Sitting here watching the dismal grey rain falling outside, coupled with all the freezing weather and snow we’ve had recently, I’m already looking forward to the summer and thinking back to past holidays.
A few years ago we went on a family camping holiday to Vendée, in France, during which we visited the most extraordinary theme park that I have ever seen.
Now, I’m not one for the Disneyland and Alton Towers type of attraction, but we’d been assured by people who’d been that this was something totally different.
They weren’t wrong.
About an hour South-east of Nantes, an unremarkable motorway slip road took us towards the only visible sign that anything might be going on in what appeared to be a dense forest – a tethered barrage balloon with the words Puy du Fou on it, rising high into the air from some unseen point in the distance.
We followed the signs until we reached a giant car park amongst the trees, and then went searching for adventure.
Puy du Fou is billed as “the largest historical theme park in the world”, and I’m inclined to take them at their word, because it is an impressively huge, sprawling place.
Essentially, it’s a 110 acre forested park with large areas that have been remodelled to enable the presentation of various periods in history, all in their own distinct landscape.
As we were getting our bearings, having a bite to eat, and sorting out our route around the park, we wandered round the large petting zoo, which included many unusual breeds, including some very friendly goats…
…and several incredibly shaggy donkeys, which seemed to have long brown dreadlocks.
Suitably fortified, we set off to find the first event.
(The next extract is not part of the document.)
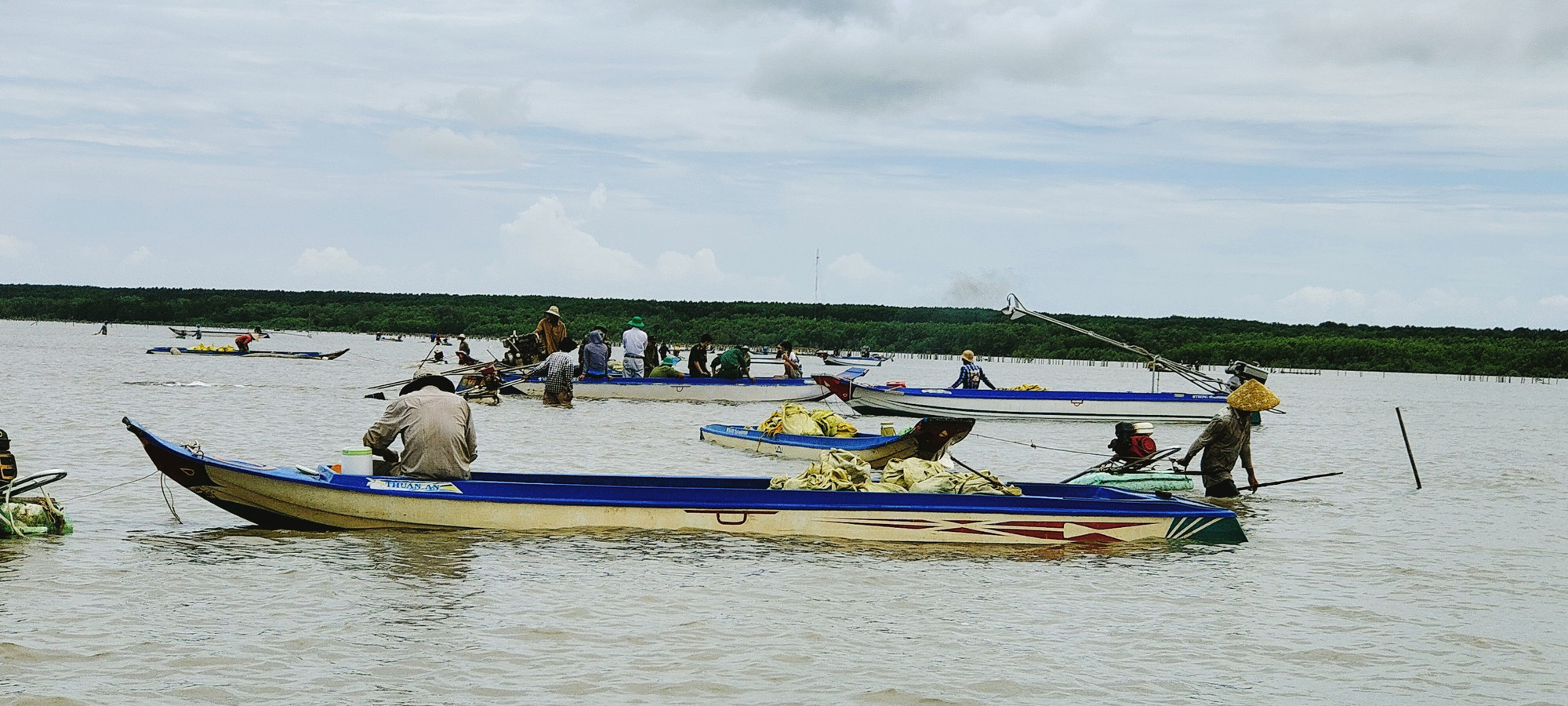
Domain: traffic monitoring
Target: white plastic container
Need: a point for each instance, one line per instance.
(358, 462)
Referring to the guide book, I discovered that this was to be the Viking part of our journey through time.
Arriving at a purpose built amphitheatre, we took our seats overlooking a section of river with a small jetty and some very authentic-looking buildings.
It wasn’t long before events began to unfold below us, with the local “villagers” going peacefully about their business.
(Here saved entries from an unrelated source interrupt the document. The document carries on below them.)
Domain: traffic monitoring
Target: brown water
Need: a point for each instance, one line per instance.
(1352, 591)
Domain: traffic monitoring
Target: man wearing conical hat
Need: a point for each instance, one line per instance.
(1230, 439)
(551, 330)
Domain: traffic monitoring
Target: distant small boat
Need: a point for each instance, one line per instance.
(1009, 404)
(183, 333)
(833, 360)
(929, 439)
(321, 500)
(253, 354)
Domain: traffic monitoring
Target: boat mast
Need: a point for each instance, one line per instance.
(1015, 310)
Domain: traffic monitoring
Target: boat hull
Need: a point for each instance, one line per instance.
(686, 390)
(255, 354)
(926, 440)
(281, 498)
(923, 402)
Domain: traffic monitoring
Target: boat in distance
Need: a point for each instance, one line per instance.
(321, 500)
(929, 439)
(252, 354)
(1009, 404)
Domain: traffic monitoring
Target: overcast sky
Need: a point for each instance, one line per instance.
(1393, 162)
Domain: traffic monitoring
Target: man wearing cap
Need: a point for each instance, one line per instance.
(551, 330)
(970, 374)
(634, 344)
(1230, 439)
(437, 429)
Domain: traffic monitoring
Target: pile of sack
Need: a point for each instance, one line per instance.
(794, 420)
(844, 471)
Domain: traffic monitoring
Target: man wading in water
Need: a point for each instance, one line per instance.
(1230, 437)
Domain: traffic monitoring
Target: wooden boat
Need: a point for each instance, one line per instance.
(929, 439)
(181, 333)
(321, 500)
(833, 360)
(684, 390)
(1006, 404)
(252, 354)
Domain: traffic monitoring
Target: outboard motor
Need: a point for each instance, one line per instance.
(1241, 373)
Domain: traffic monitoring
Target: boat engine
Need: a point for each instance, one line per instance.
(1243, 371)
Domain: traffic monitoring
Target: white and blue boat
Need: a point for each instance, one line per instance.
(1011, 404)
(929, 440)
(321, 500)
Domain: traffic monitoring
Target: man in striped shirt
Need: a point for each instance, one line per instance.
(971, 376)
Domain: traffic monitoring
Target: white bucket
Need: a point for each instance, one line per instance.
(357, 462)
However, it wasn’t to remain peaceful for long, and no sooner had a cry of warning risen from the village sentry, a section of hinged willow screen swung aside to cleverly reveal a life-size Viking longship which promptly surged around the bend in the river and began the serious business of village pillaging.
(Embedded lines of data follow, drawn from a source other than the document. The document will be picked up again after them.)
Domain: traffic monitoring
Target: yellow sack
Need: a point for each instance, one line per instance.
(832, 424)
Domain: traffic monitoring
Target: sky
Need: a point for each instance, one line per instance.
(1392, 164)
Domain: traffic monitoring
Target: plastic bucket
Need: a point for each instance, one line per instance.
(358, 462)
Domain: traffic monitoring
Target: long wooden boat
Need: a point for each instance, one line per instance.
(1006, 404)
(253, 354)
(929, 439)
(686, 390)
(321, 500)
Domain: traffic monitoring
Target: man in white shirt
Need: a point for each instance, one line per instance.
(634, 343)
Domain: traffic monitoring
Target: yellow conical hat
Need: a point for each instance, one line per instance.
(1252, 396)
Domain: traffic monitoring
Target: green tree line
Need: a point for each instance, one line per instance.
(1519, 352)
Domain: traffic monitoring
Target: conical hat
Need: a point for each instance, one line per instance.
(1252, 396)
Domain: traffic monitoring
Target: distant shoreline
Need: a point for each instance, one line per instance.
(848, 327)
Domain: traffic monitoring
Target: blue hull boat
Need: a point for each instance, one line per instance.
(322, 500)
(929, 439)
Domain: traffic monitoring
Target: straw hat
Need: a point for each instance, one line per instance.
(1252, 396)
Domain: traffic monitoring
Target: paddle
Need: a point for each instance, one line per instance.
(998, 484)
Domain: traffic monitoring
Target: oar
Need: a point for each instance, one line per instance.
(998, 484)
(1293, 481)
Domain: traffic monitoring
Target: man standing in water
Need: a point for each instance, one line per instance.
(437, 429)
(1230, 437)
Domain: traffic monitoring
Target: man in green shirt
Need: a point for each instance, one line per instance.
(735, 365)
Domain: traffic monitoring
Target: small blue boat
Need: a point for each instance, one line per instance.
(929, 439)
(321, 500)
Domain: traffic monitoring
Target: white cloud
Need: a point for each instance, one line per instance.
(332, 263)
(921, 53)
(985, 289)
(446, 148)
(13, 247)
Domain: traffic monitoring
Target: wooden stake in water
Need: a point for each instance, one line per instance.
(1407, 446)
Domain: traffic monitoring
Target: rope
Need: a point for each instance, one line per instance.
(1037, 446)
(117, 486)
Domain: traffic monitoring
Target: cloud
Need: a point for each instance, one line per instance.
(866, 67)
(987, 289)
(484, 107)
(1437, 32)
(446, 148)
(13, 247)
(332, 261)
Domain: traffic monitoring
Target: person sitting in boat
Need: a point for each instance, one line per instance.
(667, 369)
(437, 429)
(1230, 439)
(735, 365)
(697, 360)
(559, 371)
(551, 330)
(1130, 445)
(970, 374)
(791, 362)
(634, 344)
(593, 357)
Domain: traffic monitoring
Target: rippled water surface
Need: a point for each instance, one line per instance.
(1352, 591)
The whole thing was realised to amazingly professional effect, achieving a genuinely exciting passion play, complete with captured maidens and highly convincing sword fighting.
Coming away from the first event, I was deeply impressed with the way the park had recreated the diorama of village life, and was already curious what the next attraction had to offer.
It turned out that it wasn’t difficult to guess which era we would be visiting next, as we were confronted by the jaw-dropping sight of a full size Roman colosseum ahead of us.
As we took our places in the audience for what we were promised would be a genuine Roman extravaganza, it again occurred to me how much time and effort had gone into making everything look as authentic as possible. The giant amphitheatre itself had a huge arena with a large raised dias in the centre, and gated entrances around the outer walls, through which the dramatis personae soon began to emerge.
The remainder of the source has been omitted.